Dadurch entstünden hochwertige Arbeitsplätze, die Löhne würden steigen. So würde sich durch den sich daraus ergebenden Konsum auch die Inflation in Richtung der 1,9 Prozent bewegen, die als Inflationsziel für den Euroraum ausgegeben ist. Das wäre nur gesund.
In einem zweiten Schritt könnte man den Finanzmärkten mit geeigneten Maßnahmen ihre Macht nehmen und sinnvolle Aktivitäten von schädlichen trennen und diese gesetzlich massiv einschränken.
Es ist im Grunde recht einfach.
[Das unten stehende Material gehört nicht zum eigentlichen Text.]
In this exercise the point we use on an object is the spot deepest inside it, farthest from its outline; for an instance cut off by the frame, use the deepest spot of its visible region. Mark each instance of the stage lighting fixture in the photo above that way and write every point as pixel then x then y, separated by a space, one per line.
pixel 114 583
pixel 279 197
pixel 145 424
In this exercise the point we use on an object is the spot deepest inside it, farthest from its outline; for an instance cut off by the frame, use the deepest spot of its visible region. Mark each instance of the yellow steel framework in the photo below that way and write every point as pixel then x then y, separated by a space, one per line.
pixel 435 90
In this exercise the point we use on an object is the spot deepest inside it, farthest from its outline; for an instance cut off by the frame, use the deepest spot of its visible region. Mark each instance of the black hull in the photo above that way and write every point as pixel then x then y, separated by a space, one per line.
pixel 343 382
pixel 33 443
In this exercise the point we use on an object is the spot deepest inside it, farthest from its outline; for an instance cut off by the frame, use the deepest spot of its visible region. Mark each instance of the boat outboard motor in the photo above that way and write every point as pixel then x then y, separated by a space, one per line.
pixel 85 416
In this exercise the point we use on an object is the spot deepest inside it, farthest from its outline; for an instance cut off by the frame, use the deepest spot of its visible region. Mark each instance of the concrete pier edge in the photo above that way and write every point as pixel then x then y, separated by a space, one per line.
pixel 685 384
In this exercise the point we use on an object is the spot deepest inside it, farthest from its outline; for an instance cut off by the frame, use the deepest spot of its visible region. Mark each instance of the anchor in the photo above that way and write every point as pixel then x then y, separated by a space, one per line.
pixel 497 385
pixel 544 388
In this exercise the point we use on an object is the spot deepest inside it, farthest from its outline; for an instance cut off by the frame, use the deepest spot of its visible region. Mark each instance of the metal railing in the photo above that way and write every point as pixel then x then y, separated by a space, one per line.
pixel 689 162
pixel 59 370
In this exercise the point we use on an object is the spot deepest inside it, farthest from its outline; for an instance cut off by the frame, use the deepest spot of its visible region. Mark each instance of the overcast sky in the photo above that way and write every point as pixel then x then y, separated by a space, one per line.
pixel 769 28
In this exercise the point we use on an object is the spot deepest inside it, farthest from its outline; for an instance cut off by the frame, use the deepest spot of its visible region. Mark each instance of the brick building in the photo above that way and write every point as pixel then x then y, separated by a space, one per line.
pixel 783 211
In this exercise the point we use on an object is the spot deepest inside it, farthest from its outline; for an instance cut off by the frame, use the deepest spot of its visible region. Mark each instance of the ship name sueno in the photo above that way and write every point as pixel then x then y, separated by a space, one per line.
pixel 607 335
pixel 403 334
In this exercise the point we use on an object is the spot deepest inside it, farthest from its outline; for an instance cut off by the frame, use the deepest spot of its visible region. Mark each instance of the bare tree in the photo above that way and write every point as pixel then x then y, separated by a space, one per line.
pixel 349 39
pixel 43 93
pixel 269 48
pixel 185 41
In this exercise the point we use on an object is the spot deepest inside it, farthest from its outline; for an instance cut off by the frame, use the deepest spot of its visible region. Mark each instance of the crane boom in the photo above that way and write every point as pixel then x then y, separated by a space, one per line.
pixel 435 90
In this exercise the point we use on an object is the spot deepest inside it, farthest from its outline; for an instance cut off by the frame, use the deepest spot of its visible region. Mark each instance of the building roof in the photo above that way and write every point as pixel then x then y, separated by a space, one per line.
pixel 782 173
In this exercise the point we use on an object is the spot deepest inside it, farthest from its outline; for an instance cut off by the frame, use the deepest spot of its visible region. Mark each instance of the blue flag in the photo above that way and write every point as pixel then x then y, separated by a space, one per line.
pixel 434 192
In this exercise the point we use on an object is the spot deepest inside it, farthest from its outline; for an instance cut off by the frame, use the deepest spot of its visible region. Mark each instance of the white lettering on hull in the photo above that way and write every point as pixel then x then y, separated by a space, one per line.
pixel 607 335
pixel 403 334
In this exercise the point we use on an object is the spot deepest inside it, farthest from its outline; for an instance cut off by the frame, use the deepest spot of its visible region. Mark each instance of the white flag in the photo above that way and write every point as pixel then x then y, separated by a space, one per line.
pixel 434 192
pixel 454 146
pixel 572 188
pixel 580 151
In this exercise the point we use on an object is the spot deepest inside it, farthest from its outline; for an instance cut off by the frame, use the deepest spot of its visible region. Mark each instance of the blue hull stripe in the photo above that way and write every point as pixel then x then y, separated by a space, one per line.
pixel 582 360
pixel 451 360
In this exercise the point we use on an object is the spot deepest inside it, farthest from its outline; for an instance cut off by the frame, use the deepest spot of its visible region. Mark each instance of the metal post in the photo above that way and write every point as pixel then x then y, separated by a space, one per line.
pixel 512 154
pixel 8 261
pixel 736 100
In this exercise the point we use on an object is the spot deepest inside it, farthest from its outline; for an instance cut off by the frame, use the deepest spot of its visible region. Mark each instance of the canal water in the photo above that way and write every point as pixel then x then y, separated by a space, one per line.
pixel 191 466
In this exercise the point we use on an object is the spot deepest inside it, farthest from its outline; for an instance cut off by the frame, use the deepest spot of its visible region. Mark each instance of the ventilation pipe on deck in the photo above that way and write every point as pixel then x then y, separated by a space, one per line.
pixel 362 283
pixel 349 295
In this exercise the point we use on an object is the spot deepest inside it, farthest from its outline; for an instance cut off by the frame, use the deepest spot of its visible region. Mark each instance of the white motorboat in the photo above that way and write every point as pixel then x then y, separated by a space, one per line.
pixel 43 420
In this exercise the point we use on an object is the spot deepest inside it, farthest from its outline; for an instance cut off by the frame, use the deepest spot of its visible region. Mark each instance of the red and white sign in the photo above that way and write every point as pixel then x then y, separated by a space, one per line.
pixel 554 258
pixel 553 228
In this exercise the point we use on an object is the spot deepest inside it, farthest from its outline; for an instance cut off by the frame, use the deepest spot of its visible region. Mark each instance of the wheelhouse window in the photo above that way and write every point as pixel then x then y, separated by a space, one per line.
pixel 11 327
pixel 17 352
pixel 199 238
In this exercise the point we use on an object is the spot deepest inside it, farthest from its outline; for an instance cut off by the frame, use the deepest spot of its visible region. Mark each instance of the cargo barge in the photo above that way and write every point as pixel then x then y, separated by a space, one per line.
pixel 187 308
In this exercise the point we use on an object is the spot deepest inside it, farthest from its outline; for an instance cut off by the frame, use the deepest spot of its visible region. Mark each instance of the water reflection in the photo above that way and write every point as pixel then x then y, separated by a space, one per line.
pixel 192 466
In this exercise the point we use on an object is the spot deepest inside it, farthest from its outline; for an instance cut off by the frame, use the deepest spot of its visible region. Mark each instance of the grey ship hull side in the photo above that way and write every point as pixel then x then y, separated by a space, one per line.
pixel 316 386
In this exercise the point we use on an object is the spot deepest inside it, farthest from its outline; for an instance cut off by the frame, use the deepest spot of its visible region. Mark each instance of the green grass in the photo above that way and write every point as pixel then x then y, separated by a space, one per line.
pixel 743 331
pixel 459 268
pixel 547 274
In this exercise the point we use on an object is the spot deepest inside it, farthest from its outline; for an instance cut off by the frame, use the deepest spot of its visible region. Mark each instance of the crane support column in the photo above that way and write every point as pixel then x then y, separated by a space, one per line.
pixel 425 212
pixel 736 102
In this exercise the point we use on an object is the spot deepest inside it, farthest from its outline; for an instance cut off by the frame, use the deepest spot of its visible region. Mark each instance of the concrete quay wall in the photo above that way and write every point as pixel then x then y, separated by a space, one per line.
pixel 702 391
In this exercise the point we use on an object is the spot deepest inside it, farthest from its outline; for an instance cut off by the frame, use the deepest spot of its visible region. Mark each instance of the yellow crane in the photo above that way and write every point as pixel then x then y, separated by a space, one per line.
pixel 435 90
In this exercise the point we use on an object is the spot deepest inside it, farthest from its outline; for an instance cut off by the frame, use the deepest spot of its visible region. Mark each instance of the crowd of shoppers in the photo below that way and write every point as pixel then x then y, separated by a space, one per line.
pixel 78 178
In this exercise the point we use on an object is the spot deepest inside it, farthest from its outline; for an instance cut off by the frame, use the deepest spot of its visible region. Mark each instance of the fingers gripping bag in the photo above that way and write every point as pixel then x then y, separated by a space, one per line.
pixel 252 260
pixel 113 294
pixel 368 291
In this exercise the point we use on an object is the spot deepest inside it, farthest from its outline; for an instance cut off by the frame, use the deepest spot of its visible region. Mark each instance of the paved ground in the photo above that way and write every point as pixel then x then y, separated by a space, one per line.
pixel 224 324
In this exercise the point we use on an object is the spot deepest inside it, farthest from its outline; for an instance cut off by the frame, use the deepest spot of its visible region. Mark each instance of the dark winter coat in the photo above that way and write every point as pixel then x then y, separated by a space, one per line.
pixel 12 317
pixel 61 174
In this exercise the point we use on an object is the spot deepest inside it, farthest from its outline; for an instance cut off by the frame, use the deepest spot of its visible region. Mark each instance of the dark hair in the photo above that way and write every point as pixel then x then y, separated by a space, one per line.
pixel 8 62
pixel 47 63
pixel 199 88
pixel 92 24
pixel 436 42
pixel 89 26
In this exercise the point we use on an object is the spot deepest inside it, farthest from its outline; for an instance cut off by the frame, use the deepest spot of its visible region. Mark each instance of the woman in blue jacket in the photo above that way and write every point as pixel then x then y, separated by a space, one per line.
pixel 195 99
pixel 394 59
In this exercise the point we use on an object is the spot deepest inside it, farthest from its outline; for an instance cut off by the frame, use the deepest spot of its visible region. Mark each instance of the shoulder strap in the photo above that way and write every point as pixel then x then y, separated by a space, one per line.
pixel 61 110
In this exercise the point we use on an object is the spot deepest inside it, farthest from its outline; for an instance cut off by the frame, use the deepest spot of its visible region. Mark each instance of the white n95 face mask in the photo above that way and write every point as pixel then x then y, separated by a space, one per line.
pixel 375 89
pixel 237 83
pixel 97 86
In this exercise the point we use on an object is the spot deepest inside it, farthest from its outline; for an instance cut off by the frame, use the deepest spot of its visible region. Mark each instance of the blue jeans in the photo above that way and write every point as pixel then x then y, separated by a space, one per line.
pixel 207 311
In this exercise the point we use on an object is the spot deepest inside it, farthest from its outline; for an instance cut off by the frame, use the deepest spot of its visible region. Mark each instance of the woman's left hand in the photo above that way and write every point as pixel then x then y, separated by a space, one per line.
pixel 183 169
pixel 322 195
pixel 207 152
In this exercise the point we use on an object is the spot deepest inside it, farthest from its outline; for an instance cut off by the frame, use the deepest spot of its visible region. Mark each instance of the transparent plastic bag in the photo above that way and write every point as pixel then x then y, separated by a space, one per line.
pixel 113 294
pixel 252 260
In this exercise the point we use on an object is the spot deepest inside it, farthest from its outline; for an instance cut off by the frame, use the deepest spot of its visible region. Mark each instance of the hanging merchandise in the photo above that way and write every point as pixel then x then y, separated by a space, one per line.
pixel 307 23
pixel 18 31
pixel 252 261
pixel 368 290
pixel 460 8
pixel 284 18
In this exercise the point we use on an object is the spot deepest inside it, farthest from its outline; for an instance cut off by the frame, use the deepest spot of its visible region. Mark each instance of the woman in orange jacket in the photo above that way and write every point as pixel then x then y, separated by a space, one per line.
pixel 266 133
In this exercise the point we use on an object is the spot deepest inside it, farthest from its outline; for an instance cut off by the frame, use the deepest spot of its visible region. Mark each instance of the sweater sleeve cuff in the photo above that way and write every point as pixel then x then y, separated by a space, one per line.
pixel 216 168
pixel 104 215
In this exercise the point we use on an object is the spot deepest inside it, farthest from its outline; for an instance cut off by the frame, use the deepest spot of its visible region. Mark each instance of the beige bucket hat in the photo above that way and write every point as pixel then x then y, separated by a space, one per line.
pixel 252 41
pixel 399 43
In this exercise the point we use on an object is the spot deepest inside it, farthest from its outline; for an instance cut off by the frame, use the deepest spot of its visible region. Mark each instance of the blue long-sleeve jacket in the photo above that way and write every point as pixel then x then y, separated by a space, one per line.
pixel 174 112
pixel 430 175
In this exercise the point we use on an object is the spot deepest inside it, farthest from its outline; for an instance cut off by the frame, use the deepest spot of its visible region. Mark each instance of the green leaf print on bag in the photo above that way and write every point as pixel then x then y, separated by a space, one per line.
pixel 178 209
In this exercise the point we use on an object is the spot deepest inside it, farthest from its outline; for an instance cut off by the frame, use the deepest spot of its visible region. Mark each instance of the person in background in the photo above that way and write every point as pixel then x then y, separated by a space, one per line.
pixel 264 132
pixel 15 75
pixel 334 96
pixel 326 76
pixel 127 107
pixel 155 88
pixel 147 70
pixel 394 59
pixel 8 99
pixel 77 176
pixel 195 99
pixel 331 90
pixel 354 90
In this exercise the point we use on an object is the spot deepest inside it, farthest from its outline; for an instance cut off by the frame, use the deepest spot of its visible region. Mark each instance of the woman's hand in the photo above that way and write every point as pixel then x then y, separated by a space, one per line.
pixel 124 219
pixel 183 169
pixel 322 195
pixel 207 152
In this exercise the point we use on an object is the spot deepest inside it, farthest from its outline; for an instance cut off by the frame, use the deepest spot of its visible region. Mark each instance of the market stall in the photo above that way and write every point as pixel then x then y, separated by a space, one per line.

Allerdings wird all das nicht passieren. Aus geistiger Verhärtung, aus Unvermögen, aus Arroganz und institutionalisierter Korruption.
Deutschland wird an der Schwarzen Null gegen alle Vernunft und gegen alle Offerten festhalten, wird auf Austerität bestehen und wird die EU weiter ein Stück weit in Richtung Abgrund treiben. Die weltweite Rezession wird den Exportweltmeister Deutschland mit aller Härte treffen, was zu vermehrter Sparanstrengung führen wird, wodurch sich die Krise noch weiter verschärft. Der Fachkräftemangel in den deutschen Ministerien und Fachausschüssen hat ein erschreckendes Ausmaß erreicht. Anders ist ein Vorstoß wie die Klimaanleihe Altmaiers in einem Umfeld mit negativen Zinsen nicht erklärbar. Es ist pathologisch, was in Deutschland passiert.